Before I had time to figure out what to do, I turned back around to find two white, middle-aged men in polos and jeans standing behind me, wearing sinister smirks behind their goatees. In an instant, I realized that they were going to frame me for murder. Amidst my protests, they strong-armed me and took me with them back to New Jersey, where they co-owned a restaurant. Somehow, I learned that someone had paid them each a substantial sum of money to carry out this dirty deed. I could tell that they’re both good guys at heart, guys you’d say “hi” to and exchange cordial small talk with in your neighborhood. I tried reasoning with them, insisting that I was a good person, too, trying to do the best that I can in this world!
Unfortunately, I woke up before finding out whether I was let go or not, but I awoke with a with a knowing that I had essentially been taken hostage by Donald Trump, as had the entirety of America.
When he first began talking about running for President, I resisted giving him any attention, believing that what you pay attention to grows. I wanted the media to stop stroking his ego with more and more screen time, but of course, he just kept rearing his ugly, orange-stained head. That’s what happens when you refuse to acknowledge the parts of your self that you so desperately want to deny. In this case, the “self” is the United States of America.
I grew up with textbooks telling me that racism was something that went away with the Civil War, its leftover crumbs swept up with the Civil Rights Movement. I grew up thinking that the suffragettes had conquered women’s rights once and for all. Every lesson reinforced the idea that the U.S. was the Land of the Free and that we were better than any other country in the world. Then, I really grew up and found out that capitalism wasn’t working for me or most of Americans (more than 99%, in fact), like I’d been told. That no matter how hard I worked or how smart or talented I was, I probably would never make it to millionaire-hood. I really grew up when I saw more and more young black men being brutally killed for the color of their skin. My eyes were opened to legalized wage slavery and income inequality and gender inequality and a host of other imbalances that exist in this not-so-great country of mine.
The more that most of Americans have denied the troubles of our very own citizens and the broken systems we are all implicit in creating, the more that this shadow side has grown. We’ve ignored our sordid history for far too long – probably as long as this country has existed – in our textbooks, politics, business practices, and our conversations. Our shadow is saying, nay screaming, “Hey! Look at me! What are you gonna do about it, huh? Elect me as president?!! Hahaha!!!”
This man (this human being if you can open your heart and believe it) is a racist, sexist, xenophobic, Islamophobic, privileged white man – and he represents literally almost every part of our collective self that we have chosen to ignore.
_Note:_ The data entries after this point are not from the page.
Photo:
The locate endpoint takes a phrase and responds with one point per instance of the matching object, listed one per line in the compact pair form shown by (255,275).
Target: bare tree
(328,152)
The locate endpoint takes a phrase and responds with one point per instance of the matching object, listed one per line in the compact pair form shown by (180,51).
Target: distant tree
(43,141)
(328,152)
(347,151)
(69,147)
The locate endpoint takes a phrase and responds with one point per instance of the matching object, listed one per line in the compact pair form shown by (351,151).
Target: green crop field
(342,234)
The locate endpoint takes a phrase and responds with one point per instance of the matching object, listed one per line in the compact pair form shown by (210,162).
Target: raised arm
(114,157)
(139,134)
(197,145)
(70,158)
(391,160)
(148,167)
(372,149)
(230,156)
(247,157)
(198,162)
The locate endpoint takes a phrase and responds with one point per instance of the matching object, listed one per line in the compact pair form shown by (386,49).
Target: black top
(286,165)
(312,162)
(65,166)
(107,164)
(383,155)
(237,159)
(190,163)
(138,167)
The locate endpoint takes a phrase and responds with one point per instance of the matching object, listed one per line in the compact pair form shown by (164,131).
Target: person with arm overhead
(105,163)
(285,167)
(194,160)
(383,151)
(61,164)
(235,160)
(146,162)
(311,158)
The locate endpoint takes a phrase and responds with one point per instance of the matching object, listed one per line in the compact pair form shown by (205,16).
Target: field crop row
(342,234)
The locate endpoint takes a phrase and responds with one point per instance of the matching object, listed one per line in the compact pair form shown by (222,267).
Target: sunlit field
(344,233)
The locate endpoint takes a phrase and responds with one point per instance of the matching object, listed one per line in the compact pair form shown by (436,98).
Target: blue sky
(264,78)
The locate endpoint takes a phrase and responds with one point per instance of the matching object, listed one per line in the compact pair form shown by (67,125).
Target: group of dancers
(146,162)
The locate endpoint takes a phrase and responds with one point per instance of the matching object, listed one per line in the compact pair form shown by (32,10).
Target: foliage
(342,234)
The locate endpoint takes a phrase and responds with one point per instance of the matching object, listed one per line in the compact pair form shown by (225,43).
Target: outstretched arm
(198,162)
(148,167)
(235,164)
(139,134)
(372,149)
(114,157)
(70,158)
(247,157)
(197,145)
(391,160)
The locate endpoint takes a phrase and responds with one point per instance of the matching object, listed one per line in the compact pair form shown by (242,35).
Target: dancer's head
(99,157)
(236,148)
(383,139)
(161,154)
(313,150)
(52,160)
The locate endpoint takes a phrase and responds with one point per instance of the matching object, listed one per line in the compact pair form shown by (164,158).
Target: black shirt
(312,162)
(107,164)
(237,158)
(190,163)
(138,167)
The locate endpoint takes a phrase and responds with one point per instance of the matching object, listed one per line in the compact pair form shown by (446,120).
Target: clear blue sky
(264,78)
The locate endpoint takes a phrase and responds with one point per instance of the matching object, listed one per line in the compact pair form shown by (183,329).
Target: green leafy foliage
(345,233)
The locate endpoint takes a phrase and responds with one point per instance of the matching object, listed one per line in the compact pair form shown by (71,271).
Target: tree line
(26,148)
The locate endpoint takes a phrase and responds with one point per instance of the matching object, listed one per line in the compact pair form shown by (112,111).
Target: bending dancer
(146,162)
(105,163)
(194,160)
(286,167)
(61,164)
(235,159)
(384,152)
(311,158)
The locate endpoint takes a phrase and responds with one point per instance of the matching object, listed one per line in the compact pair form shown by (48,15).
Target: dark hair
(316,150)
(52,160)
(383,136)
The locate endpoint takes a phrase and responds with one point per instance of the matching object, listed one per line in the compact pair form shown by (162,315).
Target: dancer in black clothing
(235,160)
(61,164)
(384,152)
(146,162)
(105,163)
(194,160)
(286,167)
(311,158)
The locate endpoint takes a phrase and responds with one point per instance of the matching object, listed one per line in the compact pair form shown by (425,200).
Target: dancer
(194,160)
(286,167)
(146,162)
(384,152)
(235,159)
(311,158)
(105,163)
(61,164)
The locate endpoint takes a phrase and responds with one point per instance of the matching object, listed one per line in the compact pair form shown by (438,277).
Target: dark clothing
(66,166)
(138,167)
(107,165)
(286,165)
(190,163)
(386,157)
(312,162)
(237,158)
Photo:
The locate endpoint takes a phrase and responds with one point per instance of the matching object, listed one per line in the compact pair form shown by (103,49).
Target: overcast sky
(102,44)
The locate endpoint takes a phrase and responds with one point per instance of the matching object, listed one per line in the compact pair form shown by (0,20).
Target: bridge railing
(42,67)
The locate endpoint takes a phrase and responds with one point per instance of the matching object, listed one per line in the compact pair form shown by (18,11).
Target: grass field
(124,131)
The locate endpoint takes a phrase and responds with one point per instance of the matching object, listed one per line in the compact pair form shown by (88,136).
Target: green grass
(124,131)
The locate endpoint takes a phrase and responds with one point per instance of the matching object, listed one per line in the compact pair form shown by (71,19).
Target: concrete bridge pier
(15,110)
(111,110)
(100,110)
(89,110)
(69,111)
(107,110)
For any of us that are familiar with shadow work, we know that the more we pretend it doesn’t exist, the greater the issues it will bring up. Like any shadow, it must be acknowledged before it can be dealt with.
There’s one part of the dream that I haven’t mentioned and I truly think that it’s playing a large part in all of this. The World Trade Center. 9/11. This tragic event is like a gaping sore in the American consciousness. We’ve cried about it, fought wars for it, entertained conspiracies about it, and built memorials to it. But, have we truly healed?
How many millions of Americans live in constant fear and anxiety? Could this happen again? Could our soil be invaded again by those people that speak that language and look like that? This is a trauma that we’ve carried for 15 years. And, we’ve acted out on it individually and collectively, through the way we conduct air travel, make immigration policies, invade other countries, murder Muslims, vandalize mosques, or even merely thought twice when we look at someone with brown skin. And, our little paunchy, self-tanned shadow is playing on that fear more explicitly and loudly than anyone in the public eye of America has probably ever done.
This is not a political problem, folks. This is not the fault of them, whomever your “them” is. This is a psychological and spiritual issue that we need to face together, men and women, Republicans and Democrats and Green Partiers, black and white and brown, and everyone in between. No longer is our collective shadow speaking to us in coded undertones. The message is actually loud and clear, “Make America great again.” (Obviously, this should be translated into “make the planet great” (possibly without the qualification of “again,” because was it ever?).)
How do we respond to this problem? We all have to take responsibility in meeting fear with love in our minds and hearts so that we can speak and act with love. This means deeply inquiring into our own lives to find what we can all do to transform racism, xenophobia, climate change, and the like into true justice, equity, and wellbeing for all that lives and breathes on this earth.